2017-12-05 15:50:09

by Ben Hutchings

[permalink] [raw]
Subject: Re: [PATCH 4.4 13/16] ocfs2: should wait dio before inode lock in ocfs2_setattr()

On Wed, 2017-11-22 at 11:12 +0100, Greg Kroah-Hartman wrote:
> 4.4-stable review patch.  If anyone has any objections, please let me know.
>
> ------------------
>
> From: alex chen <[email protected]>
>
> commit 28f5a8a7c033cbf3e32277f4cc9c6afd74f05300 upstream.
>
> we should wait dio requests to finish before inode lock in
> ocfs2_setattr(), otherwise the following deadlock will happen:
[...]

I looked at the kernel-doc for inode_dio_wait():

/**
 * inode_dio_wait - wait for outstanding DIO requests to finish
 * @inode: inode to wait for
 *
 * Waits for all pending direct I/O requests to finish so that we can
 * proceed with a truncate or equivalent operation.
 *
 * Must be called under a lock that serializes taking new references
 * to i_dio_count, usually by inode->i_mutex.
 */

Now that ocfs2_setattr() calls this outside of the inode locked region,
what prevents another task adding a new dio request immediately
afterward?

Also, ocfs2_dio_end_io_write() was introduced in 4.6 and it looks like
the dio completion path didn't previously take the inode lock. So it
doesn't look this fix is needed in 3.18 or 4.4.

Ben.

--
Ben Hutchings
Software Developer, Codethink Ltd.


2017-12-06 01:12:18

by alex chen

[permalink] [raw]
Subject: Re: [PATCH 4.4 13/16] ocfs2: should wait dio before inode lock in ocfs2_setattr()

Hi Ben,

Thanks for your reply.

On 2017/12/5 23:49, Ben Hutchings wrote:
> On Wed, 2017-11-22 at 11:12 +0100, Greg Kroah-Hartman wrote:
>> 4.4-stable review patch. If anyone has any objections, please let me know.
>>
>> ------------------
>>
>> From: alex chen <[email protected]>
>>
>> commit 28f5a8a7c033cbf3e32277f4cc9c6afd74f05300 upstream.
>>
>> we should wait dio requests to finish before inode lock in
>> ocfs2_setattr(), otherwise the following deadlock will happen:
> [...]
>
> I looked at the kernel-doc for inode_dio_wait():
>
> /**
> * inode_dio_wait - wait for outstanding DIO requests to finish
> * @inode: inode to wait for
> *
> * Waits for all pending direct I/O requests to finish so that we can
> * proceed with a truncate or equivalent operation.
> *
> * Must be called under a lock that serializes taking new references
> * to i_dio_count, usually by inode->i_mutex.
> */
>
> Now that ocfs2_setattr() calls this outside of the inode locked region,
> what prevents another task adding a new dio request immediately
> afterward?
>

In the kernel 4.6, firstly, we use the inode_lock() in do_truncate() to
prevent another bio to be issued from this node.
Furthermore, we use the ocfs2_rw_lock() and ocfs2_inode_lock() in ocfs2_setattr()
to guarantee no more bio will be issued from the other nodes in this cluster.

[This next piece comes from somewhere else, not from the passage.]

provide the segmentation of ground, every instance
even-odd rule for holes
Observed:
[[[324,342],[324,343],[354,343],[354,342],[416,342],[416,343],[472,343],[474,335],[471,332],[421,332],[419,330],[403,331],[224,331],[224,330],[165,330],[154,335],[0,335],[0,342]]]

> Also, ocfs2_dio_end_io_write() was introduced in 4.6 and it looks like
> the dio completion path didn't previously take the inode lock. So it
> doesn't look this fix is needed in 3.18 or 4.4.

Yes, ocfs2_dio_end_io_write() was introduced in 4.6 and the problem this patch
fixes is only exist in the kernel 4.6 and above 4.6.

I'm sorry that I don't clearly point out which the stable version of kernel this patch
will fixes.

Thanks,
Alex

>
> Ben.
>

2017-12-06 16:36:07

by Greg Kroah-Hartman

[permalink] [raw]
Subject: Re: [PATCH 4.4 13/16] ocfs2: should wait dio before inode lock in ocfs2_setattr()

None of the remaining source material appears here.